The Great Northern inaugurated the streamlined Red River between St. Paul and Grand Forks on June 25, 1950–one week after the Internationals began service. The single train made one round-trip per day on the 320-mile route (supplementing the Empire Builder, Oriental Limited, and Winnipeg Limited over much or all of the route), taking 6-1/2 hours to get from St. Paul to Grand Forks.

Click image to download a 0.9-MB PDF of this 12-panel brochure describing the “completely modern” Great Northern Streamlined Internationals.

Like the Internationals, the Red River was built by American Car & Foundry and consisted of a mail-baggage car, three 60-seat coaches, and a cafe-parlor observation car.

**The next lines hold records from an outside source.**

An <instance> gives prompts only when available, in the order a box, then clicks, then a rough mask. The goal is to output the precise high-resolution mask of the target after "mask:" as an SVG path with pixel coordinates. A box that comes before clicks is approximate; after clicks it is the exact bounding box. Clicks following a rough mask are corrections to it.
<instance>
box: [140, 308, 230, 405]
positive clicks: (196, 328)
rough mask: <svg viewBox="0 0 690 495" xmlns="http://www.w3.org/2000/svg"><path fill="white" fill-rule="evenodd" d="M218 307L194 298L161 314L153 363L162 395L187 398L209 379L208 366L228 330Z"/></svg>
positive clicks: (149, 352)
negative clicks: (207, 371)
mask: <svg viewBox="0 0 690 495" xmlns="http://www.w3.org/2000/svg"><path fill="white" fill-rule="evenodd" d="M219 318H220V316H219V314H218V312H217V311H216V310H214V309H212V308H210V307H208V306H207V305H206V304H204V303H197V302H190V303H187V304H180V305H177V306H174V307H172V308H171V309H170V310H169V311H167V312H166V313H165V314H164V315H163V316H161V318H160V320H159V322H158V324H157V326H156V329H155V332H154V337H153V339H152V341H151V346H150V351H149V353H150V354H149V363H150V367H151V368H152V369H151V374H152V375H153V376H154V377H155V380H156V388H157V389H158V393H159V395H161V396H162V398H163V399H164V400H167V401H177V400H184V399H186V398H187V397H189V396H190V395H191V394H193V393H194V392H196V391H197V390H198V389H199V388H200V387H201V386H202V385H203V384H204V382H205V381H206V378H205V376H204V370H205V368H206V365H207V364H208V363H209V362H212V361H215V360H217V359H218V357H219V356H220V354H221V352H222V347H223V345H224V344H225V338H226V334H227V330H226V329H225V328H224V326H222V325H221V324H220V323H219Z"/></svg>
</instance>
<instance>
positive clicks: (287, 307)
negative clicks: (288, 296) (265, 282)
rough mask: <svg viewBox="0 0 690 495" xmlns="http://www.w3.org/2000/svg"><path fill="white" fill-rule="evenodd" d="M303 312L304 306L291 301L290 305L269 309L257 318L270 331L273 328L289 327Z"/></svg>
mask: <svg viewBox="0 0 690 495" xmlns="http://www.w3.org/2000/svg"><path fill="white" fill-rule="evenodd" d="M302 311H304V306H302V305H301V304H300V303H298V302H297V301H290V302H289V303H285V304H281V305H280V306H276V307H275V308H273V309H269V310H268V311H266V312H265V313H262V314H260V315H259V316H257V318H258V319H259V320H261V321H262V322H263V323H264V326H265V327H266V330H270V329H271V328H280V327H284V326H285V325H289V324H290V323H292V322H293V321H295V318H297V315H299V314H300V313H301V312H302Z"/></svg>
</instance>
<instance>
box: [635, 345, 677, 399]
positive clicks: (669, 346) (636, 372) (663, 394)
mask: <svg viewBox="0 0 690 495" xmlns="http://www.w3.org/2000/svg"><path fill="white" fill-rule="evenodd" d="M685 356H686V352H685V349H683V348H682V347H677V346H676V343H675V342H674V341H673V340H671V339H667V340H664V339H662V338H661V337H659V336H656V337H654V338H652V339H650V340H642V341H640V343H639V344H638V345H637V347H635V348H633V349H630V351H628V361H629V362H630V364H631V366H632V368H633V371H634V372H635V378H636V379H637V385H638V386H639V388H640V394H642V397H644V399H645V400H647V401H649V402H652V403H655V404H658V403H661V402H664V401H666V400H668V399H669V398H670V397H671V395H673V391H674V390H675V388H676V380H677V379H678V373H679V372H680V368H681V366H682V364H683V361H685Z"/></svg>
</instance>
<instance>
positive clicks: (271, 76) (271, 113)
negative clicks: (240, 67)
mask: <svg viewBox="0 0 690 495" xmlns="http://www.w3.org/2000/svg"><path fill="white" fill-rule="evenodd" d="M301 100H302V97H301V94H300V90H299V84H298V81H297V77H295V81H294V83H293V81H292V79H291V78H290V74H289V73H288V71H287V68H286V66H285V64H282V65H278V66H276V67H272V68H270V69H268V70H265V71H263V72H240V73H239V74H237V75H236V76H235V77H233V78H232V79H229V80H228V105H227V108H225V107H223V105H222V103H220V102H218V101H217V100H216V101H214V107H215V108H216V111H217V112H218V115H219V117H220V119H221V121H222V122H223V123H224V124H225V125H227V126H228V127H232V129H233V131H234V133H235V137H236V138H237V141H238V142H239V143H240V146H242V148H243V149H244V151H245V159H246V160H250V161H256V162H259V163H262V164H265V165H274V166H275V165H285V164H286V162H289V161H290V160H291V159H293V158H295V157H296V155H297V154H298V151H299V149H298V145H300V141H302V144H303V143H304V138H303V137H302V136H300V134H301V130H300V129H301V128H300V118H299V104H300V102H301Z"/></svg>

This last car, unimaginatively called “Red River,” had 12 seats in a small dining room at the front, nine seats in a coffee shop, a small kitchen, and 20 parlor seats in the back. The Red River’s 180 coach seats and 20 parlor seats contrasted with the Internationals’ 148 coach seats and 29 parlor seats; the Great Northern apparently believed that the Midwest train would attract a lower ratio of first-class passengers than the Internationals.

The July 1, 1950 issue of Railway Age featured both the Internationals and the Red River, providing a great deal of information about both. Like the Internationals, the Red River was filled with art works, including bas relief sculptures in the parlor car by George Kratinas and plexiglass wildflower etchings in the coaches, probably by the same Henry Pearson who did the etching in the Internationals parlor car.